It isn’t the march of time, for sure, that swirling bastard child of conformity and place.

I adjust my glasses again as I put the final stack of books in a box. My face glistens with the sweat of a Georgia summer, and the glasses are determined to slide down my nose and take my vision with them. I sigh, stretching my aching arms above my head. My joints don’t work like they used to. The wood-paneled study looks so empty with the shelves devoid of books. I remember being a little girl and sitting on the floor in this room, in front of my father’s desk, playing with barbies as he would fill out some legal or financial mumbo jumbo. To me, the stacks of bookcases were like turrets of a great castle. If I concentrate, I can still hear the rustle of his papers, smell his cigars, and see the cup of tea left to cool, untouched.

On a whim I sit down on the dusty carpet, cross legged, like when I was a little girl. I fight the burning tears that appear without warning behind my eyes. It’s finally hitting me. I’m alone now. I lay down all the way, arms above my head, staring at the ceiling.

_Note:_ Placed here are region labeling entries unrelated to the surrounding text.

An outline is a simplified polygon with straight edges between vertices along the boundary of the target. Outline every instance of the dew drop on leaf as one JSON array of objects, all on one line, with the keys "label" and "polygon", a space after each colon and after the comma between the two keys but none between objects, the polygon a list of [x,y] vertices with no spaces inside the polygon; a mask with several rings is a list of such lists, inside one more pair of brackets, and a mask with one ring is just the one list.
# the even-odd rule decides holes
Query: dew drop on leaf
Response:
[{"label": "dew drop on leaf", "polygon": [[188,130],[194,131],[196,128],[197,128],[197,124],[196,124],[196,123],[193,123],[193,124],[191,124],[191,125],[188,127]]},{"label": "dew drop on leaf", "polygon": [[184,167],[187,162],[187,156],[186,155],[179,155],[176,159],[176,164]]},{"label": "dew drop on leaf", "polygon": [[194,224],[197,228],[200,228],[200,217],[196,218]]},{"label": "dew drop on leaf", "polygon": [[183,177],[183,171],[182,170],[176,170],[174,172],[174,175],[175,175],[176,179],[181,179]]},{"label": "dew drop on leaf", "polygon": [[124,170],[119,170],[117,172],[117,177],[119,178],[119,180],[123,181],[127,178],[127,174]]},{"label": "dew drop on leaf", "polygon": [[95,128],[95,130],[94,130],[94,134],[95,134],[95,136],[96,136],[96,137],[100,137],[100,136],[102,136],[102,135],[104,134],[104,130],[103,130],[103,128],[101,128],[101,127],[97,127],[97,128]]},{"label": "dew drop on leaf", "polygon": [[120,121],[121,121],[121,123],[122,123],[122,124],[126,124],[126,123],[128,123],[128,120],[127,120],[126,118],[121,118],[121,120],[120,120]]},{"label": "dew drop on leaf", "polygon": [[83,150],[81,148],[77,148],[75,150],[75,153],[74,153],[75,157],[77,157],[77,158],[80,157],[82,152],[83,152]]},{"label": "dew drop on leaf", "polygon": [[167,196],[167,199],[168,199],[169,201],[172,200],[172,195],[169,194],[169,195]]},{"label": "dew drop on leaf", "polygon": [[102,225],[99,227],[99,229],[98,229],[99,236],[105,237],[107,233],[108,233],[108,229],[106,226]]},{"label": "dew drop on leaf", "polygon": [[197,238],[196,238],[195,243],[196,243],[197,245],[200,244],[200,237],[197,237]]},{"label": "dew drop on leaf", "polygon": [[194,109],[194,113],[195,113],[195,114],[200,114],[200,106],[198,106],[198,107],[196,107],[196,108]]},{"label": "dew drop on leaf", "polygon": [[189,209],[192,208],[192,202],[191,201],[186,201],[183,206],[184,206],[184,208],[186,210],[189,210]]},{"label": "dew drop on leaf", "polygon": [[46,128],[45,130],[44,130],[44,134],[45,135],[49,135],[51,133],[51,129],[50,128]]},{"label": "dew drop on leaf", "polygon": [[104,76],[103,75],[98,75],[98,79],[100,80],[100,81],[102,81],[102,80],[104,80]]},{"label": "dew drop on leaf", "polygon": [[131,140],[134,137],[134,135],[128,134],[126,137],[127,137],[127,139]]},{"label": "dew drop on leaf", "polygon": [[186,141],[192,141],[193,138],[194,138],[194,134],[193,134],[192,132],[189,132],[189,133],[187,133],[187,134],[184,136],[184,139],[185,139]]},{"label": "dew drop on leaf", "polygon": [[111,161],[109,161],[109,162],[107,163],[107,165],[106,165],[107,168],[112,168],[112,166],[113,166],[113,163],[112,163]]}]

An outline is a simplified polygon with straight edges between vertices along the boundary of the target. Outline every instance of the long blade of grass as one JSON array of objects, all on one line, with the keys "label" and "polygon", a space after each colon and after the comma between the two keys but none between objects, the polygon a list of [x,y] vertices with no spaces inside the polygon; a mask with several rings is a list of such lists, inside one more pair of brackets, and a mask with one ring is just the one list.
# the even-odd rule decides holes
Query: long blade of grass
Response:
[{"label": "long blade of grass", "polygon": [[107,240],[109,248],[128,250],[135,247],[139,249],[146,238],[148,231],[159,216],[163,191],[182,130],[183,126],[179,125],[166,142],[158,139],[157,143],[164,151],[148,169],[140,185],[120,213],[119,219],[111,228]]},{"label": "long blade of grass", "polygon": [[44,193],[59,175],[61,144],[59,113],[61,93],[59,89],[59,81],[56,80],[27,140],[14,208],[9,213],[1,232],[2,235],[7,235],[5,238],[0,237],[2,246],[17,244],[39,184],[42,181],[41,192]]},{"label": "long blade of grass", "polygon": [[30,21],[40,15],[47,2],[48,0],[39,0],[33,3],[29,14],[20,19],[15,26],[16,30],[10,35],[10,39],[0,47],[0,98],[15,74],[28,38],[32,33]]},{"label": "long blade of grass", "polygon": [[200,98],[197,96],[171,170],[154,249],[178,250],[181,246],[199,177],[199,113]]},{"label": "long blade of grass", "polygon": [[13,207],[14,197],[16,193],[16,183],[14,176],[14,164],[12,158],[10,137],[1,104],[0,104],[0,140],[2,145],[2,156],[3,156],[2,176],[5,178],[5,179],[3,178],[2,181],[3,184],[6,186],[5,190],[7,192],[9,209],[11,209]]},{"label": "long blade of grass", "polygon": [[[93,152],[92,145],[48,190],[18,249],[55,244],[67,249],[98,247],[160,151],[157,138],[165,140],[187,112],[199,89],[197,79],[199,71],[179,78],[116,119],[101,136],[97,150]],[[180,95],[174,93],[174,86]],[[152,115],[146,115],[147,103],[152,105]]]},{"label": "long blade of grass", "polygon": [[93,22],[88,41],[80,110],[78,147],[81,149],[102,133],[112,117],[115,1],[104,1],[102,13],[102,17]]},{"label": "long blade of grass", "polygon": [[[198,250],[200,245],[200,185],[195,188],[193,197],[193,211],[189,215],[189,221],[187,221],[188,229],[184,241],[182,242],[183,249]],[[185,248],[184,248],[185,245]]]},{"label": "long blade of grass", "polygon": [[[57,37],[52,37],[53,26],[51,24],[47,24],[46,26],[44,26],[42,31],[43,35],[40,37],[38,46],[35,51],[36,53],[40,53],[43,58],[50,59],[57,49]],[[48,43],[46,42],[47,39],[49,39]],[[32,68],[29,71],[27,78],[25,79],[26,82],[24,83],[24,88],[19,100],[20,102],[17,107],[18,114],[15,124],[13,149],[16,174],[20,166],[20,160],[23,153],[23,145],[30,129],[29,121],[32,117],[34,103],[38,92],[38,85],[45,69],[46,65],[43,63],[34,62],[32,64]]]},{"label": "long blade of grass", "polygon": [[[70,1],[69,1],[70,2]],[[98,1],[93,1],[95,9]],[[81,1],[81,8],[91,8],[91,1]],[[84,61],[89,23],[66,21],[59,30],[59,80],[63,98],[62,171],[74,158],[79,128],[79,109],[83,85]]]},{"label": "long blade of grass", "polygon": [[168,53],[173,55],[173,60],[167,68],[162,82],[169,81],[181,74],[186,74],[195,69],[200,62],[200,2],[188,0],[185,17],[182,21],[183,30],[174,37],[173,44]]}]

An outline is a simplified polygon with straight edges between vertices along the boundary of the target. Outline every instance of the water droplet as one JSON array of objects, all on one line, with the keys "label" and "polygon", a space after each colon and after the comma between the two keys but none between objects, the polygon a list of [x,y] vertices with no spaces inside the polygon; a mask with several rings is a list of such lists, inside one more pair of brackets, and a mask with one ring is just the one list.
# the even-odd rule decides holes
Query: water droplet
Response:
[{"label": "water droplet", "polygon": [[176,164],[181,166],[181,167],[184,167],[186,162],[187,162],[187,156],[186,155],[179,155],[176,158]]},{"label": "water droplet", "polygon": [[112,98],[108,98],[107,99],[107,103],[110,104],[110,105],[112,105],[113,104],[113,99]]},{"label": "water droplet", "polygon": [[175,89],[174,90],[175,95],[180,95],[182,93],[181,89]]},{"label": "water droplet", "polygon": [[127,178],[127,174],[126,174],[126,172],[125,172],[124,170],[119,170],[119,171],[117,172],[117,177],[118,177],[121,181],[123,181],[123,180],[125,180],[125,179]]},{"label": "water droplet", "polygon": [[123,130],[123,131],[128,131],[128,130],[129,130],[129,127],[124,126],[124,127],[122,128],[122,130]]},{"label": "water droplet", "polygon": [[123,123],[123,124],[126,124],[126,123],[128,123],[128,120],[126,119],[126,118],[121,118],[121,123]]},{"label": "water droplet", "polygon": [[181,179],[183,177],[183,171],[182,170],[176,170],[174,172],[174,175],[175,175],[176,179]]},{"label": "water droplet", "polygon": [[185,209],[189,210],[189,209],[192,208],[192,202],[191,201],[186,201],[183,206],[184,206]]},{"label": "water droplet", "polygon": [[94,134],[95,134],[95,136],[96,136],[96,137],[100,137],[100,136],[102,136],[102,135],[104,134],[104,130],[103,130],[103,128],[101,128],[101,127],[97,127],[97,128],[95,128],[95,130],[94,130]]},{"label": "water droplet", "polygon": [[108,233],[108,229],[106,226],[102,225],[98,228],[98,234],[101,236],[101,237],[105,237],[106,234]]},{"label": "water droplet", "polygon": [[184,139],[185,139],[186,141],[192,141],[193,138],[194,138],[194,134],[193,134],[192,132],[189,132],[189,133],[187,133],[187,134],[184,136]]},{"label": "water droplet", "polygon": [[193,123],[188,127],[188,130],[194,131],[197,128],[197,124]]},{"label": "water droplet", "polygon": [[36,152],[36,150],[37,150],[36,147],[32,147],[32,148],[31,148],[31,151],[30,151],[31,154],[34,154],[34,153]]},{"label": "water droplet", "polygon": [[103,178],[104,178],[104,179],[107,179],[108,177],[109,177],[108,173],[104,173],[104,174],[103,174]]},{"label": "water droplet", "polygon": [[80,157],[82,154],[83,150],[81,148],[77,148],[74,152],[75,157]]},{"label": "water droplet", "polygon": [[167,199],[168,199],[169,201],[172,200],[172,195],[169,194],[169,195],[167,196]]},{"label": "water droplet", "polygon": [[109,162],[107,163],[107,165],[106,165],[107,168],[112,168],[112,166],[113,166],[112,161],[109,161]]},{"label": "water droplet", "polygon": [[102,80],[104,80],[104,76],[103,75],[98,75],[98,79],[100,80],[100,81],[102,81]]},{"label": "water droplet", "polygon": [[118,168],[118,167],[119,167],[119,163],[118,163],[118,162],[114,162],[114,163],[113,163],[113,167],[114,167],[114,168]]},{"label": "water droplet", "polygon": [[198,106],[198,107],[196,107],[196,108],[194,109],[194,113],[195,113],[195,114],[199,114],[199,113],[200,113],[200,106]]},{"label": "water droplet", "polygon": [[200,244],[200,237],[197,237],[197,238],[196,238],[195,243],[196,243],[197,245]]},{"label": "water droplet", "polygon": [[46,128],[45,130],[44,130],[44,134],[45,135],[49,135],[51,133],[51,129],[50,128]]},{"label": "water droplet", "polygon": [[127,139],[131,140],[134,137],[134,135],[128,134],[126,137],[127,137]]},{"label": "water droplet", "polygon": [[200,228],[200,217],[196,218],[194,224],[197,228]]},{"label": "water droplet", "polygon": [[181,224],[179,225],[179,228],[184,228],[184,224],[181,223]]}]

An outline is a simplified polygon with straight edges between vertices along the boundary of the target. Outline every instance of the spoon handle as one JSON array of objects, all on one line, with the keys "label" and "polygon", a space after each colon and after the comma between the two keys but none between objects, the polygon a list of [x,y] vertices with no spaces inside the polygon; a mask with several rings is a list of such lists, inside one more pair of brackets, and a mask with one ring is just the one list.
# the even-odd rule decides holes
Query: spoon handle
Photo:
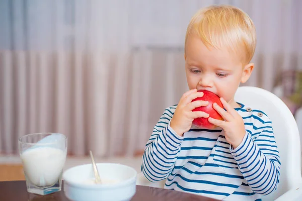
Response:
[{"label": "spoon handle", "polygon": [[101,178],[100,178],[100,174],[99,174],[99,171],[98,171],[98,168],[97,168],[97,165],[96,165],[96,162],[95,162],[93,155],[92,155],[92,152],[90,151],[89,153],[90,154],[90,157],[91,158],[91,161],[92,161],[93,171],[95,174],[95,177],[96,178],[96,183],[101,183]]}]

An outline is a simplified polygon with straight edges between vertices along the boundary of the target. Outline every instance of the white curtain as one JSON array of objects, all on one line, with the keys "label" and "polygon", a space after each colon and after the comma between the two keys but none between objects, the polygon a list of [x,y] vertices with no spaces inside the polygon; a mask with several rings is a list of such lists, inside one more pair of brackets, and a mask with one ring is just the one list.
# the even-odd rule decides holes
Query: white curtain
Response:
[{"label": "white curtain", "polygon": [[187,90],[186,26],[212,4],[237,6],[255,23],[247,84],[272,90],[283,70],[302,69],[299,0],[0,1],[0,152],[42,132],[67,136],[76,155],[143,150]]}]

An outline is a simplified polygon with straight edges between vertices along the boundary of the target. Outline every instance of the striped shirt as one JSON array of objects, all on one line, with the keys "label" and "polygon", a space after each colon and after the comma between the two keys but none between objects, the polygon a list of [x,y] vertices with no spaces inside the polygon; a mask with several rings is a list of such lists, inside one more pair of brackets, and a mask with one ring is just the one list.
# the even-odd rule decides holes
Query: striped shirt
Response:
[{"label": "striped shirt", "polygon": [[149,180],[167,179],[165,188],[224,200],[261,200],[277,188],[281,163],[271,122],[263,112],[242,104],[235,110],[246,133],[236,149],[224,131],[192,126],[183,137],[170,126],[176,106],[166,109],[142,157]]}]

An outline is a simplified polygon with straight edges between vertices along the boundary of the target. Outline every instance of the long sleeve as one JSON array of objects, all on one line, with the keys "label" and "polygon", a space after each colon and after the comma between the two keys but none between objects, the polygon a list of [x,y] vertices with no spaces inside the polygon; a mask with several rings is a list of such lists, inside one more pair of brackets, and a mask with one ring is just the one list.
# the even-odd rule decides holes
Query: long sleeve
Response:
[{"label": "long sleeve", "polygon": [[169,108],[154,127],[142,157],[141,171],[152,182],[166,179],[172,170],[183,137],[170,126],[176,106]]},{"label": "long sleeve", "polygon": [[277,188],[281,163],[271,122],[247,131],[241,144],[230,151],[254,192],[266,195]]}]

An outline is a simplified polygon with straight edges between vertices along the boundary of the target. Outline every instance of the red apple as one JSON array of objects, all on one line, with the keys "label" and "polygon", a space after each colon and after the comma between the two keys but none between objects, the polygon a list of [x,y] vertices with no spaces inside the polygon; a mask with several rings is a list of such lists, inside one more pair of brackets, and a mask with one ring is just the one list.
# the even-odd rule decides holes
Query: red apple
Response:
[{"label": "red apple", "polygon": [[[192,100],[204,100],[208,101],[209,104],[205,107],[200,107],[194,109],[192,111],[202,111],[209,115],[210,117],[213,119],[219,120],[223,120],[222,117],[213,108],[213,104],[216,103],[219,106],[223,108],[219,97],[215,93],[205,90],[199,90],[198,92],[203,92],[203,96],[201,97],[197,97]],[[216,127],[214,125],[211,124],[208,121],[207,118],[199,118],[194,119],[193,124],[197,127],[208,129],[213,129]]]}]

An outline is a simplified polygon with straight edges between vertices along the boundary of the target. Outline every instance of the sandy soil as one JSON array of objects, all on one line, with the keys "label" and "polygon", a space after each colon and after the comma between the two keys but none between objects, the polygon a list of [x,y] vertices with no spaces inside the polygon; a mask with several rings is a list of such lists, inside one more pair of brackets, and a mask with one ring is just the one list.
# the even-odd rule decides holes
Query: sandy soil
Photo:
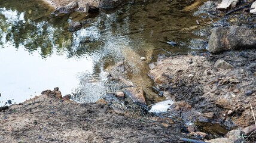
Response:
[{"label": "sandy soil", "polygon": [[[74,0],[42,0],[45,2],[48,3],[53,7],[54,8],[56,8],[58,7],[64,7],[70,2],[74,1]],[[99,1],[98,0],[77,0],[76,1],[78,3],[79,7],[86,7],[86,4],[89,2],[95,2],[99,3]]]},{"label": "sandy soil", "polygon": [[1,142],[173,142],[182,136],[167,119],[131,117],[106,104],[51,95],[54,91],[0,112]]}]

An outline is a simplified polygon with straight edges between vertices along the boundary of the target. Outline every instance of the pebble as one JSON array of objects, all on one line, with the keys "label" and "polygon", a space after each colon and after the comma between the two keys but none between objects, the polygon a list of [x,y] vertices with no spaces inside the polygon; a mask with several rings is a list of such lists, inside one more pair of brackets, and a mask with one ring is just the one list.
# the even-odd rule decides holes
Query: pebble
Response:
[{"label": "pebble", "polygon": [[124,94],[121,91],[117,92],[116,95],[117,97],[124,97]]},{"label": "pebble", "polygon": [[254,93],[254,91],[252,91],[252,90],[248,90],[248,91],[246,91],[245,92],[245,94],[246,96],[249,96],[249,95],[251,95],[253,93]]},{"label": "pebble", "polygon": [[232,114],[233,114],[233,111],[232,110],[229,110],[227,112],[227,114],[229,115],[229,116],[231,115]]},{"label": "pebble", "polygon": [[145,60],[147,60],[147,58],[146,58],[145,57],[141,57],[141,60],[142,61],[145,61]]}]

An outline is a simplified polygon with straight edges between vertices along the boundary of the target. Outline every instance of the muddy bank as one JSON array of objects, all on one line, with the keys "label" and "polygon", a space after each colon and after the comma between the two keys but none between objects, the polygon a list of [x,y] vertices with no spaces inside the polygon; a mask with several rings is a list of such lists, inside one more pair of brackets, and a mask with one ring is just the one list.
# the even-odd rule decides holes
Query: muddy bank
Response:
[{"label": "muddy bank", "polygon": [[216,138],[254,124],[250,104],[254,109],[255,53],[160,56],[148,74],[164,95],[175,101],[167,114],[180,117],[188,129],[194,128],[192,132]]},{"label": "muddy bank", "polygon": [[167,119],[129,117],[105,104],[80,104],[57,95],[48,92],[0,112],[1,142],[173,142],[183,136]]}]

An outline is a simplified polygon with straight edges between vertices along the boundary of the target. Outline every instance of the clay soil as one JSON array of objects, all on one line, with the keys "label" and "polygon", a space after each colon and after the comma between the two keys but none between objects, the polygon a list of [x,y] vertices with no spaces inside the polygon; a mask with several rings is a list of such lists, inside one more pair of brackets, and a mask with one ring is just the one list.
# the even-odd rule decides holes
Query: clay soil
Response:
[{"label": "clay soil", "polygon": [[168,120],[132,117],[105,104],[50,94],[54,91],[0,112],[1,142],[173,142],[183,136]]}]

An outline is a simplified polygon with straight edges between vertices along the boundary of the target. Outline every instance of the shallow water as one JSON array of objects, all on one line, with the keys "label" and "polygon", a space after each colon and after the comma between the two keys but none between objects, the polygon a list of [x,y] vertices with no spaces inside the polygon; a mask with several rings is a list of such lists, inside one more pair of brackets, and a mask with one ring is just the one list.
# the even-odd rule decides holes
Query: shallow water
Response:
[{"label": "shallow water", "polygon": [[[51,15],[54,10],[40,1],[0,1],[0,105],[56,86],[77,102],[95,102],[109,90],[108,69],[122,60],[133,67],[129,81],[150,88],[148,63],[159,54],[205,51],[206,37],[199,30],[209,20],[184,10],[192,1],[130,1],[92,18]],[[82,29],[68,32],[69,22],[89,18]]]}]

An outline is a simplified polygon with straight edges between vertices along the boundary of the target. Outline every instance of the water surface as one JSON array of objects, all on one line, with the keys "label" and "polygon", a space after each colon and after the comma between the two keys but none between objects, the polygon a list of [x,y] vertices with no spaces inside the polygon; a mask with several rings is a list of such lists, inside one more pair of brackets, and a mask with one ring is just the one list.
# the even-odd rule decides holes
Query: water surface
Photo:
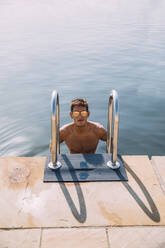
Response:
[{"label": "water surface", "polygon": [[1,0],[0,156],[48,154],[54,89],[61,125],[72,98],[85,97],[105,128],[116,89],[119,153],[165,155],[164,9],[163,0]]}]

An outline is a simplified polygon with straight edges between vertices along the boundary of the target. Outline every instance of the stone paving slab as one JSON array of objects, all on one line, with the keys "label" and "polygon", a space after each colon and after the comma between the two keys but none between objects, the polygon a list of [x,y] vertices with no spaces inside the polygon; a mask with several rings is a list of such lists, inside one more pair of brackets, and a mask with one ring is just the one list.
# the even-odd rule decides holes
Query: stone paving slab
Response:
[{"label": "stone paving slab", "polygon": [[104,228],[43,230],[41,248],[109,248]]},{"label": "stone paving slab", "polygon": [[0,248],[40,248],[41,230],[0,230]]},{"label": "stone paving slab", "polygon": [[165,227],[113,227],[108,234],[110,248],[165,247]]},{"label": "stone paving slab", "polygon": [[128,182],[43,183],[45,158],[0,158],[0,228],[165,225],[147,156],[123,156]]},{"label": "stone paving slab", "polygon": [[153,156],[151,162],[165,194],[165,156]]}]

My eyes close, and I replace reality with the one I remember.

In the hazy dream world I’ve created, my mother opens the door.

“Come on, you two, dinner’s ready.” She laughs, and my dad stands up, beaming at her. I look at my mother’s face, squinting, trying to make her out, but where her beautiful eyes should be, there’s only a shifting illusion. I can’t remember my own mother’s face, not really, not perfectly. I feel sick.

My eyes flash open to the lazy afternoon sunlight streaming through the window. My breathing is quick and fast and anxious, and I cough on the dust. I turn to sit up, and something catches my eye. It glints beneath the decades of dust. Contorting my body in a way that strongly disagrees with my 50-year-old bones, I grimace and reach under the dusty, worn desk.

My fingers close around a flat cylinder of metal, cold and fuzzy with dust. I pull it out, adjusting my glasses with my free hand, and wiping off the dirt with my thumb. It’s a quarter, dated 1970, the year I was born. This coin is as old as me, and who knows how long it’s been under that desk. Maybe it was there while I played barbies on the floor, while my mom called us in for dinner, while I had my first kiss at my 16th birthday party on a dare. Maybe it sat there during my mother’s funeral, when my dad tried to tell me about his will and I refused to listen, and left. Maybe it heard the last words I ever said to my father in this room.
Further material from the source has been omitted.